The most controversial element of text of the Palestinian National Charter were
many clauses declaring the creation of the state of Israel "null and void",
since it was created by force on Palestinian soil calling for the destruction of
the state of Israel.
In letters exchanged between Arafat and Rabin in conjunction with the 1993 Oslo
Accords, Arafat agreed that those clauses would be removed. On 26 April 1996,
the Palestine National Council held a meeting in camera, at whose end it was
announced that the Council had voted to nullify or amend all such clauses, and
called for a new text to be produced. At the time, Israeli political figures and
academics expressed suspicions and doubts this that this is what had actually
taken place, and continued to claim that controversial clauses were still in
force.
A letter from Arafat to US President Bill Clinton in 1998 listed the clauses
concerned, and a meeting of the Palestine Central Committee approved that list.
To remove all doubt the vote this time was held in a public meeting of PLO, PNC
and PCC members which was televised worldwide and in the presence of none other
than the President of the United States Bill Clinton in person, who arrived in
the Gaza Strip for that specific purpose. Israel's Prime Minister Benjamin
Netanyahu accepted this as the promised nullification.

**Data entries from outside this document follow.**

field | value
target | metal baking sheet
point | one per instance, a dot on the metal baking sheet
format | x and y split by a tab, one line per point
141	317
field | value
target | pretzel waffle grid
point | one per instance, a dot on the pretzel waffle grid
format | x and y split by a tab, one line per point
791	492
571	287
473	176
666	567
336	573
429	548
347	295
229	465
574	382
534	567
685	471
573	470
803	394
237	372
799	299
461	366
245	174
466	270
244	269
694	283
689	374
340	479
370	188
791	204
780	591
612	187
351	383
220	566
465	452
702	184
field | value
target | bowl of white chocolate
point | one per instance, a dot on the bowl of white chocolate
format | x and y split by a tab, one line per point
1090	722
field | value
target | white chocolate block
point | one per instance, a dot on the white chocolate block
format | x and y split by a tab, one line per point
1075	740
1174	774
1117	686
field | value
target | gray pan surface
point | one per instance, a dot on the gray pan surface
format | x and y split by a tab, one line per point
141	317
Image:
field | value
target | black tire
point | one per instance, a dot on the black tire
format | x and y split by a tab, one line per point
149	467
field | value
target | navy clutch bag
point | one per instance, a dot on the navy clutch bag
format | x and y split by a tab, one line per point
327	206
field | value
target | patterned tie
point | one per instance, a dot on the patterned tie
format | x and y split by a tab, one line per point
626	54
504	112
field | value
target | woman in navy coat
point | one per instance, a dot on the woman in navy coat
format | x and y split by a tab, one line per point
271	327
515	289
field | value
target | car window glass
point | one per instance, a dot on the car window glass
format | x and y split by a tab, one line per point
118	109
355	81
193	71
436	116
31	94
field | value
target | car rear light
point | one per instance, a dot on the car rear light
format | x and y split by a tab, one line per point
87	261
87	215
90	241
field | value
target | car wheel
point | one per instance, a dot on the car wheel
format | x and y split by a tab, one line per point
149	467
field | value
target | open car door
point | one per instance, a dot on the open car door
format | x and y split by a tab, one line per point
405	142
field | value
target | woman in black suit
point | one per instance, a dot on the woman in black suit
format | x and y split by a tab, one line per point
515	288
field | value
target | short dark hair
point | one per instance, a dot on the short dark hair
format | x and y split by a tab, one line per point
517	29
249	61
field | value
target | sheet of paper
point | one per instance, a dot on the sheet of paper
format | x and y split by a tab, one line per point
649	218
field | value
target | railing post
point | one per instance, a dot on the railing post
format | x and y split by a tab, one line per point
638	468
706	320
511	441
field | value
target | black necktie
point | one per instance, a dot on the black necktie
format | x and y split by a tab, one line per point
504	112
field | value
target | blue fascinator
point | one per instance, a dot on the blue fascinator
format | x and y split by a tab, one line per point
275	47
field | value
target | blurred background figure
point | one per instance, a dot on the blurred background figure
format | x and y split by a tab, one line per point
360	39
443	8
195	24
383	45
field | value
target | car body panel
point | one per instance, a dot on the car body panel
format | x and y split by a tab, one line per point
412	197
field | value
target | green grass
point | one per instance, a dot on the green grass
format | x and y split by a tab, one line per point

The fact that a new text of the Charter has never been produced the source of a
continuing controversy, with critics of the Palestinian organizations claim that
failure to produce a new text proves the insincerity of the clause
nullifications. (Such criticism being, however, confined mainly to marginal
groups on the far right side of the Israeli political spectrum). One of several
Palestinian responses is that the proper replacement of the Charter will be the
constitution of the forthcoming state of Palestine. The published draft
constitution states that the territory of Palestine "is an indivisible unit
based upon its borders on the 4th of June 1967" - which clearly implies an
acceptance of Israel's existence in its 1967 borders.